Save model when training with Distributed Data Parallel

Hey all,
I want to parallelize my machine learning model on GPUs using DDP from Flux.
I get the code to run with adapting what is written on the Flux GPU Support page, but when I try to save the model I get the error
unsafe_store! at ./pointer.jl:146 [inlined]
I execute the code with mpiexec.
Now the question is: How do you save the model to disk?

Here is the main() of my code, reduced to the most essential things for better readibility (not a MWE)

#the model is a standard UNET architecture that is evaluated sparsely, i.e. only where a MASK .== 1

loss(model, x, y, mask) = Flux.Losses.mse(model(x)[mask], y[mask])

function main(unet, arg)
    model = unet |> gpu
    model = DistributedUtils.synchronize!!(backend, DistributedUtils.FluxDistributedModel(model); root=0)
    opt = DistributedUtils.DistributedOptimizer(backend, Optimisers.Adam())
    st_opt = Optimisers.setup(opt, model)
    st_opt = DistributedUtils.synchronize!!(backend, st_opt; root=0)


    train_years = [2015, 2016, 2017]
    path = "/path/to/files"


    losses = Float32[]
    val_filelist = readdir(join([path, "2018"]), join = true)
    @info "start training"

  
    for epoch in 1:10
        for yyyy in train_years
            filelist = readdir(join([path, yyyy]), join = true)
            #bc the dataset is way larger than memory I have to iterate over individual files
            for f in filelist
                X = jldopen(f)["x_norm"]
                Y = jldopen(f)["y"]
                MASK = jldopen(f)["mask"]
                #drop the last samples from each file to prevent the last batch from having less samples than the number of GPUs, 6
                nbatch = size(X)[end] ÷ 6
                dataset = (X[:, :, :, :, 1:6*nbatch], Y[:, :, :, :, 1:6*nbatch], MASK[:, :, :, :, 1:6*nbatch])
                dataset = DistributedUtils.DistributedDataContainer(backend, dataset)

                train_loader = MLUtils.DataLoader(dataset; batchsize=1, partial=false, collate=true, shuffle=true, parallel=true) |> gpu

                for (x, y, mask) in train_loader
                    l, grad = Flux.withgradient(model) do m
                        loss(m, x, y, mask)
                    end
                    st_opt, model = Optimisers.update!(st_opt, model, grad[1])
                    
                end
                GC.gc(false)
                CUDA.reclaim()

###### validation after each training file########
                batch_loss = Float32[]
                for f_val in val_filelist
                    x_val, y_val, mask_val = load_testdata(f_val)
                    n_val = size(x_val)[end] ÷ 6
                    val_dataset = (x_val[:, :, :, :, 1:6*n_val], y_val[:, :, :, :, 1:6*n_val], mask_val[:, :, :, :, 1:6*n_val])
                    val_dataset = DistributedUtils.DistributedDataContainer(backend, val_dataset)
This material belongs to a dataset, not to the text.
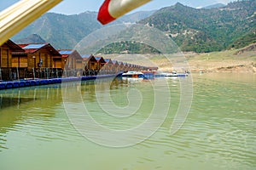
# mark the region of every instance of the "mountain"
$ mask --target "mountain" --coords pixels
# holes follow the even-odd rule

                    val_loader = MLUtils.DataLoader(val_dataset; batchsize = 1, partial = false, collate = true, shuffle = true, parallel = true) |> gpu
                    for (x, y, mask) in val_loader
                        l = loss(model, x, y, mask)
                        push!(batch_loss, l)
                    end
                end
                GC.gc(false)
                CUDA.reclaim()

                push!(losses, mean(batch_loss))
                @info mean(batch_loss)
            end

            model_cpu = cpu(model)
            losses_cpu = cpu(losses)
            st_opt_cpu = cpu(st_opt)

            jldsave("path/to/save/model.jld2", model_state = Flux.state(model_cpu), loss = losses_cpu)
        end
    end
end


I have also tried

MPI.Init()
comm = MPI.COMM_WORLD
rank = MPI.Comm_rank(comm)

function main(unet, arg)
...

    if rank == 0
        jldsave("trained_model.jld2", model_state = Flux.state(cpu(model)))
    end


    MPI.Barrier(comm)
    MPI.Finalize()
end

with the result, that my model does not train anymore, the loss does not decrease at all. The ideal case would be to be able to save the model after every epoch.